When I set my alarm to get up early before work to go for a run, or to go to the gym, there are many times that I don’t feel like going. As I make the preparations the night before, laying out my outfit, packing my workout bag, I often think how much nicer it would be to sleep a little longer instead. When the alarm goes off, sometimes it’s a tough battle to get out from under the covers rather than rolling over. On one of these mornings, I walked into the gym feeling all sorts of cranky, and wishing I had decided not to come. I was tired and unmotivated, but I got on the elliptical anyhow because I was there. Then I looked to my left, and I saw an old woman, so white-haired and frail that she had parked her walker next the elliptical three down from me. She was going slow, but she was going. If that’s not inspiration to work out as an able bodied young woman, I don’t know what is. She needed assistance walking, but still put in the effort to get in her daily exercise. I can walk just fine, and I was grumbling about being there. It reminded me of a blog post I read a long time ago about being thankful for being tired and sore muscles because it meant you had an active body that had carried you around all day, and keep you mobile- something you might realize you had taken for granted if it’s capabilities are ever taken away from you.
Then I saw The Huffington Post’s article on Olga Kotelko, the 90 year old track star. After she retired from her teaching job, she started competing in track and field in her 70s, and now she has 26 world record in her 90-94 age group as of today- an impressive record at any age, and especially so at hers. Olga doled out a few tips on staying healthy and active that included eating fresh, natural, unprocessed, and unrefined foods, while getting lots of sleep. She also sites keeping a balanced fitness routine that challenges cardio, flexibility, and muscles while training your brain by learning new things. Then finally she plans for the future, is looking forward to joining the 95-99 age bracket next, and keeps an optimistic outlook, saying, “You’re never too old to chase your dream!” Take a page from her book next time you are dreading a workout, and remember – if Olga can do it, you probably can too.
If the answer is no, (or I don’t know), then you might be less likely to receive get-active advice at your next visit. Research presented at a recent American Heart Association conference (and reported by The Scoop) found that physicians who work out are more likely to recommend it to their patients. And, when your doctor is getting on your case to exercise more, you might be a little less likely to come up with excuses not to hit the gym. Being active is a lifestyle choice that can help prevent or lessen the effect of a whole host of diseases, and having a health care practitioner who fits exercise into their busy schedule can make them more likely to recommend it as a treatment or addition to patients’ routines. Next time you’re picking out a new a primary care doctor, keep your fitness goals in mind, and look for one who enjoys being active too.

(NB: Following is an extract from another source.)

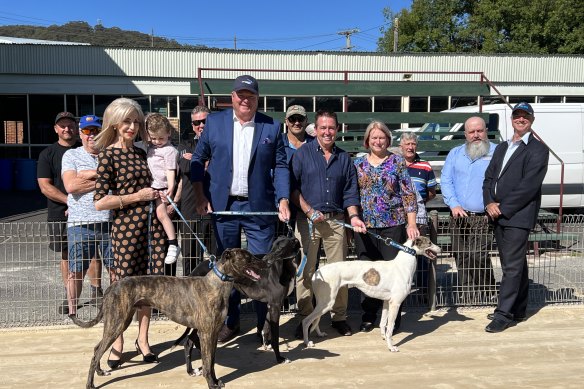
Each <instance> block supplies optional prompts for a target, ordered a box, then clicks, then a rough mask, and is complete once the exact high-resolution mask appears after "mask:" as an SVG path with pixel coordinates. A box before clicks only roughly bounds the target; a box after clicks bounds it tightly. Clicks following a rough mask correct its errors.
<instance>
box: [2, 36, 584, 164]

By now, most people have heard of Birchbox, the beauty website that lets you subscribe for a monthly rate, and then receive a mixed package of hand selected samples to try. Some may have heard of Jewelmint, an accessories company founded by Kate Bosworth on a similar concept. Pay a flat rate each month, and select any piece in the collection. Now there is a website in the same lines, but for exercise fashionistas. With Ellie, you first take a style quiz to evaluate your tastes in workout gear, and how you like to exercise.
Then you have the option to become a member or shop on your own from the pieces they select for you. With a $50/month membership fee, you can pick any two clothing items each month to arrive at your door, shipping included. Members also gain preferred access to that month’s picks, and the inventory is constantly changing, so it will always infuse a fresh look into your gym-going attire.
“I feel a lot worse about my life, and the world after working out,” said….nobody ever. No matter what kind of bad mood I’m in- grumpy, tired, sad, angry- if I can manage to haul myself onto an elliptical/stationary bike/treadmill usually after about 20 minutes or so, I start to feel better. My mind starts to wander from whatever was bothering me. I find myself thinking about totally unrelated things, or sometimes out of no where stumbling on a resolution. At the very least, the endorphins kick in and I feel a little better than when I started.
One day I got to thinking after a run, where out of no where the fix to something I had been thinking over popped magically into my head as I jogged. They don’t call it working out for nothing I thought, working out your problems, working your body to get out of your head. I mean, where did the word really come from anyhow?
It’s a fairly new word in the English language, around for only about a hundred years. People speculate that it came after hard labor or things like construction work that use similar motions and body challenging movement. Others speculate that it comes from using the word “out” as totally expended, used until it’s finished. The word implies working your muscles until they’re spent, used up, out of energy. The resolutions to annoying situations that seem to pop out of no where, well they’re just a bonus of giving your mind a chance to do its own thing while you focus on not falling off the treadmill while you change the song on your iPhone, or running that extra half mile along the river without stopping to walk.